Thanks management for taking my question. Two quick questions. One on the competition of dating area, Can you give us some update on the competitive landscape here? And secondly on the bottom line of Tantan and the change of our guidance in terms of breakeven in May next year? Thank you.

Jonathan Zhang

Analyst

So in terms of competitors, we've never been too focused on competition. And we don't really feel any strong or direct competition that we should be worried about. I think that in terms of connecting young singles that could potentially have romantic connections to meet offline. We are by far the market leader currently. So that's for question number one. In terms of question number two, in Q3, we're going to spend a bit more to grow the user base, because usually the summer holiday time presents a good opportunity for marketing. Therefore, net income could be pretty flattish versus Q2. Moving to Q4, revenue will continue to grow meaningfully from both VAS and live streaming. So, even if we continue to spend heavily on marketing, we're still likely to see the breakeven point by the end of the year, but that’s not most happening for us. The strong topline growth should continue into next year, which means that 2021 will most likely be a profit making year for Tantan, unless which is the huge investment opportunities that we have to pursue at the expense of profitability, which we are not seeing at this point.
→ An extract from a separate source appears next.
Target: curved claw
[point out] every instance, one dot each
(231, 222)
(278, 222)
Thank you.

Yan Tang

Analyst

Okay, so just quickly several points to the first question regarding the competition. I think any sort of competition within the open social space will ultimately boil down to one question, and that the single most important question is, who can build the right product to help the users better discover new relationships and build meaningful interactions. On that front, Momo’s team has over nine years of experience and Tantan has around six years of experience. And during that multiple years time, we've seen user behavioral changes and we've gone through multiple rounds of direct and indirect competitions. Some of the competitions came from more focused players in the open social space, and some of the competitions came from ubiquitous application trying to much bigger ubiquitous application, trying to expand into our territory. But I'm happy to see that after all these years, that all these changes, Momo is still -- today Momo is still the dominant player in the respective territory that we are in. That speaks to the capabilities of Momo’s team and also Tantan’s team in the open social space. We are very confident that this is the area where we will continue to be leading down the path. And the other thing is that, the company has built up a comprehensive system and also has a professional team to follow and analyze the competitive landscape on a regular basis. And this is to make sure that the company always -- that we always remain vigilant about what's coming up around the corner. And also this is also to make sure that the company stays at a leading position in the territory that we are in. So, I think this is an area where investors do not need to be too concerned about.

Cathy Peng

Analyst

That concludes the conference call today. Thanks for joining the conference call. We'll see you next quarter. Operator, we're ready to close.

Operator

Operator

Ladies and gentlemen, this concludes our conference, so thank you for participating. You may now all disconnect.